Z wizytą w fabryce Elona Muska. Oto najnowocześniejsza wytwórnia samochodów na świecie
Fabryka, w której powstają samochody Tesla, wygląda jak scenografia filmu SF. Maszyny budują w niej inne maszyny, a udział człowieka został ograniczony do minimum.
17.10.2016 | aktual.: 10.03.2022 09:12
Trzeba przyznać, że Elon Musk ma dar przekonywania. Supernowoczesna fabryka samochodów i działająca, ale wciąż jeszcze wykańczana gigantyczna, największa na świecie fabryka akumulatorów, to w gruncie rzeczy przedsięwzięcia oparte na obietnicach i wierze inwestorów, banków i klientów, że południowoafrykański wizjoner urzeczywistni to, co obiecuje.
Czyli - zanim wyśle nas z misją kolonizacyjną na Marsa i wsadzi do kapsuł systemu transportowego Hyperloop - zrewolucjonizuje świat motoryzacji.
Motoryzacyjna rewolucja według Elona Muska opiera się na razie na dwóch filarach. Drugim z nich jest szeroko komentowana w mediach Gigafactory – ogromna fabryka akumulatorów, która już niebawem ma zawstydzić Chińczyków i całą resztę potentatów w produkcji elektroniki, wytwarzając akumulatory wydajniej i taniej, niż ktokolwiek inny na świecie.
Pierwszym filarem jest jednak inna fabryka. Choć Elon Musk snuje już wizje budowy kolejnych obiektów w Chinach czy Europie, to właśnie we Fremont mieszczą się hale produkcyjne, gdzie powstają samochody spod znaku Tesla Motors. Miejsce, gdzie maszyny budują inne maszyny wygląda jak gotowa scenografia do jakiegoś filmu SF.
Magnetyczne paski w podłodze wyznaczają trasę robotycznego wózka, który transportuje częściowo skompletowane nadwozie Modelu S.
Błotnik Modelu S zaczyna swoje życie jako płaski kawałek blachy. Robot laserem wycina z niego pożądany kształt, który później jest formowany za pomocą prasy, wywierającej nacisk rzędu 1000 ton. Następnie element trafia na stanowisko pomiarowe, gdzie jest kontrolowany pod kątem występowania jakichś wad.
Za montaż odpowiadają roboty niemieckiej firmy Kuka.
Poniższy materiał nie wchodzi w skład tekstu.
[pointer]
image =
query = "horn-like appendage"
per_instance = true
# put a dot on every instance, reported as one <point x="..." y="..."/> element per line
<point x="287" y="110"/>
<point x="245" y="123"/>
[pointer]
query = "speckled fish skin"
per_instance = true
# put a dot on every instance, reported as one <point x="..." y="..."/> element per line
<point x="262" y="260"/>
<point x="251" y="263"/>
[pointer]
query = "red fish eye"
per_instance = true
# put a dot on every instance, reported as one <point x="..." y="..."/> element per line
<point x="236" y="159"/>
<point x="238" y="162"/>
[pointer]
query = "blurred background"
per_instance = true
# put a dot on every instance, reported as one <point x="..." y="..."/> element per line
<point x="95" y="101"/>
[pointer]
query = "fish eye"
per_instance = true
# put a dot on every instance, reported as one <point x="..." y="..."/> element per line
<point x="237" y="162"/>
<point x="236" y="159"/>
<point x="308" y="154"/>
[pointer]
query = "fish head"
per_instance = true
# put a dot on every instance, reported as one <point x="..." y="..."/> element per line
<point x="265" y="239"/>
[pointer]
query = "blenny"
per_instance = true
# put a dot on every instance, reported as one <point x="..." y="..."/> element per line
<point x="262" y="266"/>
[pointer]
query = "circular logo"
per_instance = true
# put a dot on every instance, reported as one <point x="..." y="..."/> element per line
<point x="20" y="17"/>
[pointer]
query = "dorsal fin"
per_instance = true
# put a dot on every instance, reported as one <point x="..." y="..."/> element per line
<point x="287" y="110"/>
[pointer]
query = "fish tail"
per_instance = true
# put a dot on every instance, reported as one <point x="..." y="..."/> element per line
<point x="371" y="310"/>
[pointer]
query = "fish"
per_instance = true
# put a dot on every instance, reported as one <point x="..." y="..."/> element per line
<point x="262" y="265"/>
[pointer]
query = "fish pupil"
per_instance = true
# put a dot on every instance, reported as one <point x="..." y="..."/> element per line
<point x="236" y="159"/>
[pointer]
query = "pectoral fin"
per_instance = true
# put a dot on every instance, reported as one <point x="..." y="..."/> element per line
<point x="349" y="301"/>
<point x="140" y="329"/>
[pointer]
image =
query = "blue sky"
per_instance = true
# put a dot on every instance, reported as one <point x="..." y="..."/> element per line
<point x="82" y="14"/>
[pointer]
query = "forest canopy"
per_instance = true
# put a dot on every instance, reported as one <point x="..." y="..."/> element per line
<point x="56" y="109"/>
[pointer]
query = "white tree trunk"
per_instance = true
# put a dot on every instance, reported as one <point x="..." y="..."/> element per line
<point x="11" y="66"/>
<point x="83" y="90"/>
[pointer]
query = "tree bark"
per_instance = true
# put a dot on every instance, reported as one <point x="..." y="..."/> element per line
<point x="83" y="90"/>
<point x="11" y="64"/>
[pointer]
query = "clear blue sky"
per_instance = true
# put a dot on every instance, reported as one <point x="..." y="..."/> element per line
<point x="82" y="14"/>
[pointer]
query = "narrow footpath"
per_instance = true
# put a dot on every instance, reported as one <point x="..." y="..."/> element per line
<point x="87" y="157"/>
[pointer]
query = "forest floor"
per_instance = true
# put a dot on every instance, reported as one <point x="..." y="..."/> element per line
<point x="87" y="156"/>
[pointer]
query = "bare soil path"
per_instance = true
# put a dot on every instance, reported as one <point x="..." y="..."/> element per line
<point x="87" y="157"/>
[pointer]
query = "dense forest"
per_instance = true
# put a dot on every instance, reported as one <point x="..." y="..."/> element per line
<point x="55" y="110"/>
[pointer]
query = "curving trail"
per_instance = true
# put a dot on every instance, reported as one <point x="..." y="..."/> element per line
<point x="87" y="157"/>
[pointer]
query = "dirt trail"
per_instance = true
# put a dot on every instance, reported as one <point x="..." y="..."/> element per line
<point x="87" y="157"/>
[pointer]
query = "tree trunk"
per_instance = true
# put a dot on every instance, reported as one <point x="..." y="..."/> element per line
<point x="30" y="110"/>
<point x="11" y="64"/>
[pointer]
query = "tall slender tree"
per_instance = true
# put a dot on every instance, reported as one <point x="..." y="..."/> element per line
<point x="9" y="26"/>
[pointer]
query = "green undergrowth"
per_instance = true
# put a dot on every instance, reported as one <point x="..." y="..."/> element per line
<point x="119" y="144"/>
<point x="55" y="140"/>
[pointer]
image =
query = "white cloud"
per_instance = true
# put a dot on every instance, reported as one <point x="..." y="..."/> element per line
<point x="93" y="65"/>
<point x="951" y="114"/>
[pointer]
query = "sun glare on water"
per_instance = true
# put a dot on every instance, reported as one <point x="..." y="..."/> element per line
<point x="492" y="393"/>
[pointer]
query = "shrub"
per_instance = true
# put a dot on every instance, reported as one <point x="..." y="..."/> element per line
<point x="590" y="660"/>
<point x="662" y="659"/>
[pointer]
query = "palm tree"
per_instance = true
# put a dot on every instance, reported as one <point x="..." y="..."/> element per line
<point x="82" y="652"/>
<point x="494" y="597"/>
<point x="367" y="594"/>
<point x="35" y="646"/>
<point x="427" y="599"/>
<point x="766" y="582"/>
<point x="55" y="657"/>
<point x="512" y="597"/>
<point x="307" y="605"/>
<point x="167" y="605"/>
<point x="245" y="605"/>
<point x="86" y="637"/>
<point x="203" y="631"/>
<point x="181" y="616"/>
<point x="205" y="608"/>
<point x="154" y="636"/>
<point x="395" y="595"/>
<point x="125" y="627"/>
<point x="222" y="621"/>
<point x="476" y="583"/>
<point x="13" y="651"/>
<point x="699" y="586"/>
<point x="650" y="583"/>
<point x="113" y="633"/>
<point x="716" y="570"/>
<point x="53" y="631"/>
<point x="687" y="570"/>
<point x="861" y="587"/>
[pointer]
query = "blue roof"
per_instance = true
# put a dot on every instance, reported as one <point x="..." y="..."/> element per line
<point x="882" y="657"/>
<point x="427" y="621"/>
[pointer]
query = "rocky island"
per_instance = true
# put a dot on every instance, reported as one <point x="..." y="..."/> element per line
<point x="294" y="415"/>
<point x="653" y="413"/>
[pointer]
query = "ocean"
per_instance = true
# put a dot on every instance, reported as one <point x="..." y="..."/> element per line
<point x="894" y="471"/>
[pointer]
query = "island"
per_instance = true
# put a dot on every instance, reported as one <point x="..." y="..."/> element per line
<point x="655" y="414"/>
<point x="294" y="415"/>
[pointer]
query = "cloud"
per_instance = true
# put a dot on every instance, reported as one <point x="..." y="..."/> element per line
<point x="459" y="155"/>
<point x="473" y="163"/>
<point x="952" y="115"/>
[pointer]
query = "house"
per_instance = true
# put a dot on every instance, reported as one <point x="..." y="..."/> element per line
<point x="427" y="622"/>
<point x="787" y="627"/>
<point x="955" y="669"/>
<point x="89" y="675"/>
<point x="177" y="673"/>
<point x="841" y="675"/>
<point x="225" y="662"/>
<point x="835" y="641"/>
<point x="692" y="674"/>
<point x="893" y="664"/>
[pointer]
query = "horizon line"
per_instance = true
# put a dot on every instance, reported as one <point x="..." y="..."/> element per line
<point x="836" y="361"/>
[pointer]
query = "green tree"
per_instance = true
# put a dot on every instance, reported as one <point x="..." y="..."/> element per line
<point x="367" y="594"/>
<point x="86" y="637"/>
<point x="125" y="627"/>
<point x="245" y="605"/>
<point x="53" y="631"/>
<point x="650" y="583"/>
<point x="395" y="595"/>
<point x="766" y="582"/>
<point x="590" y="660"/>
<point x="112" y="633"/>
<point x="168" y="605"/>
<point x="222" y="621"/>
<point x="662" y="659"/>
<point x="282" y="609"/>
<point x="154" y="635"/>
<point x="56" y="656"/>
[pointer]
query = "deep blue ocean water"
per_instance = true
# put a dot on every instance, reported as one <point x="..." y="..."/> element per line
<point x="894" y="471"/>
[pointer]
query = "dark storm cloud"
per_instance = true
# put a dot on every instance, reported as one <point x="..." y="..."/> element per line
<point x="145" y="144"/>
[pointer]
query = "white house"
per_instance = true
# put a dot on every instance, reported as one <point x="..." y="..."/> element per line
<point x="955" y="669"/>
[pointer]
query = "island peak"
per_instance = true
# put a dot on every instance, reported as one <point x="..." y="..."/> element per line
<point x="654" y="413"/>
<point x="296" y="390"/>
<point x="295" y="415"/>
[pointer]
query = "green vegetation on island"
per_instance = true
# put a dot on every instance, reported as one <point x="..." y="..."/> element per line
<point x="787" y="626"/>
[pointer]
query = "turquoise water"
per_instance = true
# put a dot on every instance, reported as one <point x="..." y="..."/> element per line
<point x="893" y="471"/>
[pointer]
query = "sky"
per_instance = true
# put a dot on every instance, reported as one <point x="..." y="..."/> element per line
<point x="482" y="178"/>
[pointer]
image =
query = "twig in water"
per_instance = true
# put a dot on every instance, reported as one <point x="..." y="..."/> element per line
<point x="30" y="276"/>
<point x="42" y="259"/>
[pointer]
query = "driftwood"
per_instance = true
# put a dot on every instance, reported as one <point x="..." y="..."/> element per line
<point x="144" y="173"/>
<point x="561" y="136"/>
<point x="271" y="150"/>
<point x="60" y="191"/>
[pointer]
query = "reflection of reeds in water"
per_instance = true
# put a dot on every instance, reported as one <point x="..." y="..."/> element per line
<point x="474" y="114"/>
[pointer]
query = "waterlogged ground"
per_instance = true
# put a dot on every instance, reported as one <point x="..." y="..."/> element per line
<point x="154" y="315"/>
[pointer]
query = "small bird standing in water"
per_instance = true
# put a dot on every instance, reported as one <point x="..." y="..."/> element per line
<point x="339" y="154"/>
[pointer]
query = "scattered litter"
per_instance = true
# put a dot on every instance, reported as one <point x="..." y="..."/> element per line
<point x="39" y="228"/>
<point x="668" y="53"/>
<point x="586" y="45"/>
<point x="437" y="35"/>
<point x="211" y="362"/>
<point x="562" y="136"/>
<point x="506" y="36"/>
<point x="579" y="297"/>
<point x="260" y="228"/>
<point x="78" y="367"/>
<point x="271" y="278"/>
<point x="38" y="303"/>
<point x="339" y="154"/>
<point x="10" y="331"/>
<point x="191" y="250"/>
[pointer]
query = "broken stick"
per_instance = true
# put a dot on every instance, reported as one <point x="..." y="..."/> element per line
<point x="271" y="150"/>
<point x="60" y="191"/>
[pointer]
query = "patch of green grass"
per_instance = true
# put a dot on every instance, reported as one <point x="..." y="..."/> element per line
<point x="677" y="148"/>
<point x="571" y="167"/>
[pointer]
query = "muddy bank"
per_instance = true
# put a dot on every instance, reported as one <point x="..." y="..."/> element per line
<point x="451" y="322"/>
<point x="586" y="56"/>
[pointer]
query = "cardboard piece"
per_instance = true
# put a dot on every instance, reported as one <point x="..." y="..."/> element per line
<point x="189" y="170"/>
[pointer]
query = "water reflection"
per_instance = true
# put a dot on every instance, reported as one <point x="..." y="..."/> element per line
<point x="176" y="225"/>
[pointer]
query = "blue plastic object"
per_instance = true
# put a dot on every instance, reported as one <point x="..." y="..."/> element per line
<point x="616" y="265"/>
Czytelnicy Gadżetomanii mogli śledzić rozwój tych niesamowitych maszyn, o których wspominaliśmy m.in. w artykule „Ten robot złapie wszystko, co rzucisz. Nawet rakietę tenisową!”. W fabryce pracuje około 200 robotów tego typu. Maszyny samodzielnie kontrolują swoją pracę m.in. za pomocą kamer 3D o wysokiej rozdzielczości. Niektóre z nich zostały nazwane imionami superbohaterów, jak Wolverine czy Storm.
W tłoczni kawałki aluminium przybierają kształt elementów nadwozia samochodów Tesla. Zastosowanie lekkiego stopu jest w tym przypadku jednym z czynników, zapewniających pojazdom tej marki duży zasięg. Przygotowując się do masowej produkcji Modelu 3, na który zebrano już ponad 400 tys. zamówień, Tesla rozbudowała tłocznię aluminium, inwestując w tym celu 1,6 mld dolarów.
Ludzie pojawiają się na ostatnim etapie montażu samochodów. To oni, a nie roboty, montują część elementów wewnętrznego wyposażenia. Do końca tego roku Tesla ma zamiar wyprodukować swój 190-tysięczny samochód. Do końca 2018 roku fabryki Tesla Motors mają uzyskać moce produkcyjne, pozwalające na wytwarzanie pół miliona samochodów rocznie. Gdy w 2020 roku Gigafactory i Fremont osiągną pełnię mocy produkcyjnych, Tesla Motors ma produkować rocznie milion nowych samochodów.